In which age group are oral/labial melanotic macules typically observed?

Fourth and fifth decades

What is the primary cause of oral/labial melanotic macules?

Unknown etiology

Where are oral melanotic macules most commonly observed?

Palate and gingiva

What is the typical size of oral/labial melanotic macules?

Less than 1 cm in diameter

What is the malignant potential of oral/labial melanotic macules?

No malignant potential

What is the recommended management for suspected oral/labial melanotic macules?

Excisional biopsy

What is the most common demographic characteristic of oral melanoacanthoma?

Dark-skin females

Study Notes

Melanocytic Lesions

  • Palate and gingiva are favored sites for oral melanocytic lesions.
  • Histologically, a cluster of naevus cells is seen below the epithelium.

Malignant Melanoma

  • Malignant melanoma is a neoplasm of melanocytic origin, with most cases occurring on the skin.
  • Incidence of malignant melanoma increases with age, reaching a peak between 80 and 84 years.
  • Oral malignant melanoma occurs much less frequently than its cutaneous counterpart.
  • Ultraviolet light exposure, fair complexion, and sun sensitivity cause cutaneous melanoma, but no aetiological factors are known for mucosal melanoma.
  • Malignant melanomas may develop denovo or from a preexisting benign melanocytic lesion.

Clinical-Pathologic Features of Malignant Melanoma

  • The most frequent sites are the palate and upper alveolar ridge.
  • Early oral melanomas are asymptomatic dark brown or black flat patches.
  • Symptoms only develop in the late stages with nodular growth, pain, ulceration, bleeding, or loosening of teeth.
  • Melanomas grow in a predictable fashion, initially spreading laterally within the epithelium, and later extending into the connective tissue.

Oral Melanoacanthoma

  • Oral melanoacanthoma typically presents as a diffuse, rapidly enlarging area of macular pigmentation.
  • Histologically, it is characterized by spongiotic epithelium containing dendritic pigmented melanocytes throughout the lesional epithelium.
  • The pathophysiologic mechanism is most consistently associated with acute regional trauma or chronic irritation.

Patient Management

  • A biopsy is necessary to confirm the diagnosis of oral melanocytic nevi and to rule out malignant melanoma.
  • Treatment of oral melanoacanthoma is typically not indicated after diagnosis has been established.

Melanocytic Nevus

  • Melanocytic nevi, commonly referred to as “moles,” represent a group of benign tumors that develop due to melanocytic growth and proliferation.
  • In general, melanocytic nevi are acquired lesions with both environmental and genetic factors thought to play a role in their development.

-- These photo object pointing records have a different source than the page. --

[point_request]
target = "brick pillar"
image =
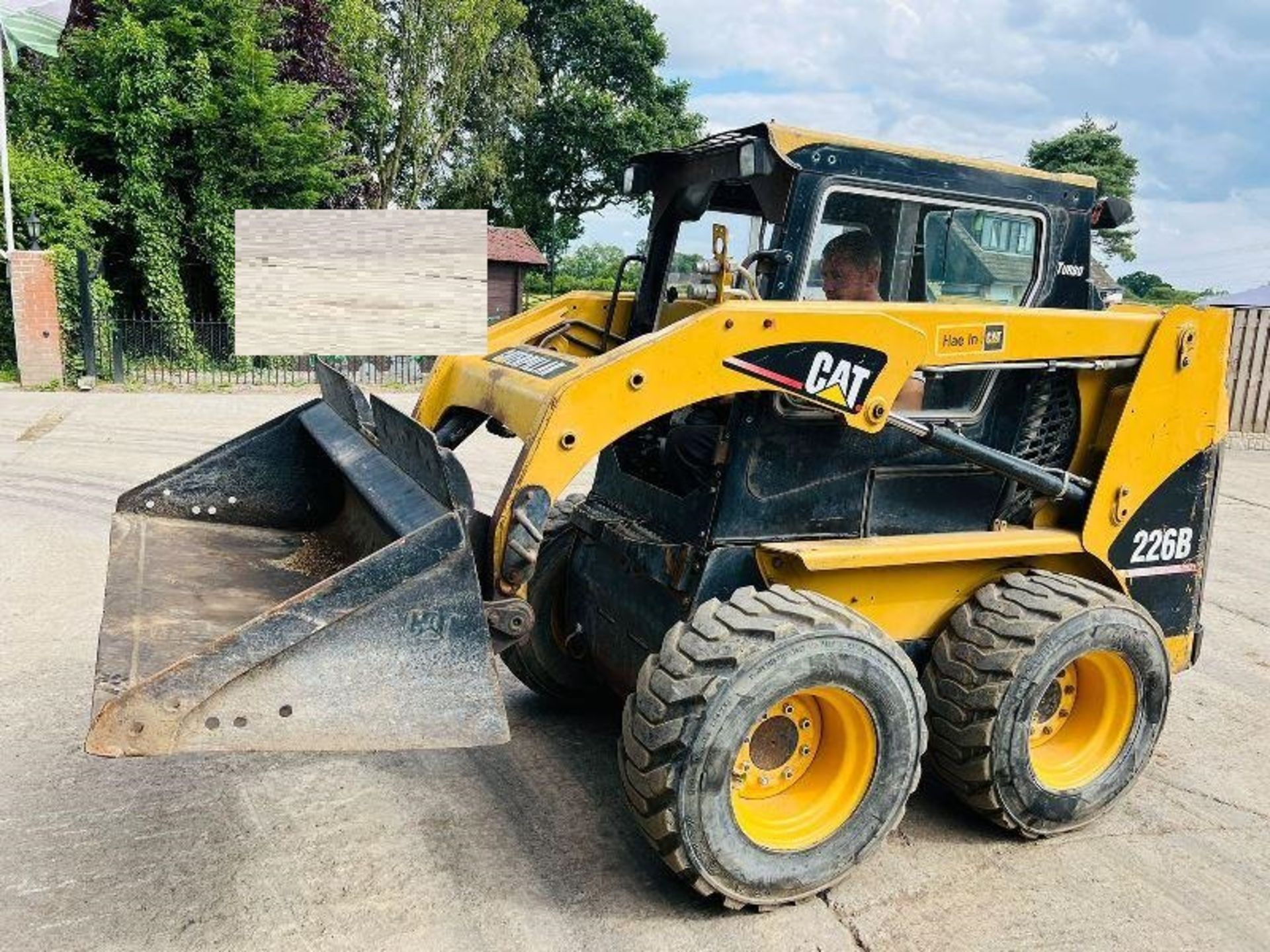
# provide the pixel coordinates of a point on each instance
(34, 317)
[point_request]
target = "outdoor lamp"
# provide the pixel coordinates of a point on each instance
(33, 230)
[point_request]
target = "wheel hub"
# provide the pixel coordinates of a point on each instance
(779, 748)
(803, 768)
(1056, 706)
(1082, 720)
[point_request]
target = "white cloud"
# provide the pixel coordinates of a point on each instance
(984, 78)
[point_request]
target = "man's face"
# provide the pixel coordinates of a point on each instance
(846, 282)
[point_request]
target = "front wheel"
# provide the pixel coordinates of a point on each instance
(771, 744)
(1047, 696)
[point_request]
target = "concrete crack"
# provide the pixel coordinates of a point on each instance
(1245, 616)
(849, 923)
(1216, 799)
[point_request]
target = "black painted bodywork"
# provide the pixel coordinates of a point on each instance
(646, 556)
(1184, 500)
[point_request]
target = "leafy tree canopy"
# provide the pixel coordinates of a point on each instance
(179, 112)
(600, 102)
(1151, 288)
(1090, 149)
(588, 267)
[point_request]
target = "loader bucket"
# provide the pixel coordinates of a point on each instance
(309, 586)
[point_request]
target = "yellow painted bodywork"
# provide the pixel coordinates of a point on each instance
(1160, 416)
(786, 139)
(908, 586)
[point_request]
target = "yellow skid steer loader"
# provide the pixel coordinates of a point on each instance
(967, 521)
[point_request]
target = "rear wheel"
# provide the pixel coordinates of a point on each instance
(546, 660)
(771, 744)
(1047, 696)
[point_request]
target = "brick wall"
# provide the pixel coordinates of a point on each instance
(34, 319)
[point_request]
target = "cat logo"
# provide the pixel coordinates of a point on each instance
(969, 338)
(829, 372)
(836, 381)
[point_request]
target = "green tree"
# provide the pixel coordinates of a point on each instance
(451, 70)
(70, 212)
(1095, 150)
(178, 112)
(1151, 288)
(588, 267)
(1142, 284)
(600, 102)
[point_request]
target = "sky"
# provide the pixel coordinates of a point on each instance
(1187, 83)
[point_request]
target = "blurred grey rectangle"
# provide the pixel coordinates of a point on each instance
(360, 282)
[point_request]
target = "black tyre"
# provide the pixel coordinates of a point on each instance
(542, 659)
(1047, 695)
(771, 744)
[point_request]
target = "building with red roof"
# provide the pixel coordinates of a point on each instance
(511, 253)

Clinical-Pathologic Features of Melanocytic Nevus

  • Intraoral lesions are unusual and form circumscribed brown to black patches, usually flat, approximately 5 or 6 mm across.
  • Oral/labial melanotic macules are present in up to 3% of the population, are typically observed in patients in the fourth and fifth decades, and have a 2:1 female predilection.

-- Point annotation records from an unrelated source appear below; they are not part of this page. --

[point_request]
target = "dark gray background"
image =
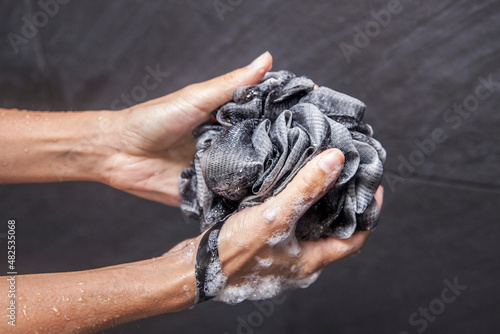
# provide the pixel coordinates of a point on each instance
(440, 223)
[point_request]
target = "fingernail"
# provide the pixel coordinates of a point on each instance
(258, 62)
(332, 161)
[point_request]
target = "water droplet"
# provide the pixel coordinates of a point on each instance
(56, 311)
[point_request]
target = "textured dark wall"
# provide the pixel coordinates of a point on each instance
(440, 220)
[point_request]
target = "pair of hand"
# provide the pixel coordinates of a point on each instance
(155, 143)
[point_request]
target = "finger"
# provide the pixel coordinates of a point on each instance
(379, 196)
(309, 185)
(202, 98)
(320, 253)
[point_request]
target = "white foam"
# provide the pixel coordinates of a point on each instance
(258, 288)
(269, 215)
(264, 263)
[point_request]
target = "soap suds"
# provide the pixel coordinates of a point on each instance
(258, 288)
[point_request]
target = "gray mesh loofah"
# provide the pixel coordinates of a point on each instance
(262, 139)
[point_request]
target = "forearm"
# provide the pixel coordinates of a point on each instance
(54, 146)
(90, 301)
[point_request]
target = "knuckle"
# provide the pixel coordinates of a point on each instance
(308, 183)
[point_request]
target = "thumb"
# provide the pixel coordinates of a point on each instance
(198, 100)
(308, 186)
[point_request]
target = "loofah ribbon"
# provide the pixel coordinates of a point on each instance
(261, 140)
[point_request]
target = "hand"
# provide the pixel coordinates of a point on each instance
(154, 139)
(259, 242)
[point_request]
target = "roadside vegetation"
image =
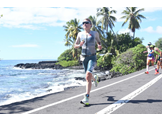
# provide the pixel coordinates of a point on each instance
(127, 56)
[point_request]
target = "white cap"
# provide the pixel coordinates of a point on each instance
(149, 43)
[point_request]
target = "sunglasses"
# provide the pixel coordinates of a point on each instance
(86, 22)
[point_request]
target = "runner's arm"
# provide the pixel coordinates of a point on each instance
(77, 43)
(98, 41)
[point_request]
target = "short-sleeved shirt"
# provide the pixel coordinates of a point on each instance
(90, 39)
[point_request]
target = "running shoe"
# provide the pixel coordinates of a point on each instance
(156, 72)
(96, 81)
(146, 72)
(85, 100)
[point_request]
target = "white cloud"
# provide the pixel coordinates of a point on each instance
(38, 17)
(25, 45)
(151, 30)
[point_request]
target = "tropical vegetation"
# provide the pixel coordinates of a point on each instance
(117, 44)
(134, 18)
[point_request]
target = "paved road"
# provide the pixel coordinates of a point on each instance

Oral/Labial Melanotic Macules

  • Oral/labial melanotic macules are solitary, well-circumscribed lesions that are typically less than 1 cm in diameter.
  • They may appear on any surface but are most commonly observed on the buccal mucosa, gingiva, and palate.
  • Histopathological analysis reveals an increase in melanin in the basal and parabasal layers of normal stratified squamous epithelium without an increase in the number of melanocytes.

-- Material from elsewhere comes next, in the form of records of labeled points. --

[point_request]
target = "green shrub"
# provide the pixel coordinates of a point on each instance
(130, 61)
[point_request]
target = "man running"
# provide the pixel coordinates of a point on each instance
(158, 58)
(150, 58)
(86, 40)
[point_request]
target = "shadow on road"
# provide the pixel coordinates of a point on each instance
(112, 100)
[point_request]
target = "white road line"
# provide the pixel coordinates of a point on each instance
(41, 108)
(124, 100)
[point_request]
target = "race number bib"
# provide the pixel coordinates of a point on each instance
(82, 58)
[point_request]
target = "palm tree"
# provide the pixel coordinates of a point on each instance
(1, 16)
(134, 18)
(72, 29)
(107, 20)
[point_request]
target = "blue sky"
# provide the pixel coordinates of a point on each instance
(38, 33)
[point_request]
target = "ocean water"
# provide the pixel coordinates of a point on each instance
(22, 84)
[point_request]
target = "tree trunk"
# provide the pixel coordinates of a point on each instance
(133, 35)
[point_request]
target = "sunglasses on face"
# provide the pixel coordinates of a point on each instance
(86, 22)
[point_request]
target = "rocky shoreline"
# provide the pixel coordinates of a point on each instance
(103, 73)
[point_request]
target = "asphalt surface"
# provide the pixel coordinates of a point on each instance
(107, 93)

Patient Management of Oral/Labial Melanotic Macules

  • Oral/labial melanotic macules are considered benign lesions without malignant potential.
  • Since early malignant melanoma may have a similar clinical appearance, it is strongly advisable to perform an excisional biopsy for any suspected macules.

This quiz covers the characteristics and management of oral melanocytic nevi and malignant melanoma, including their histology and diagnosis.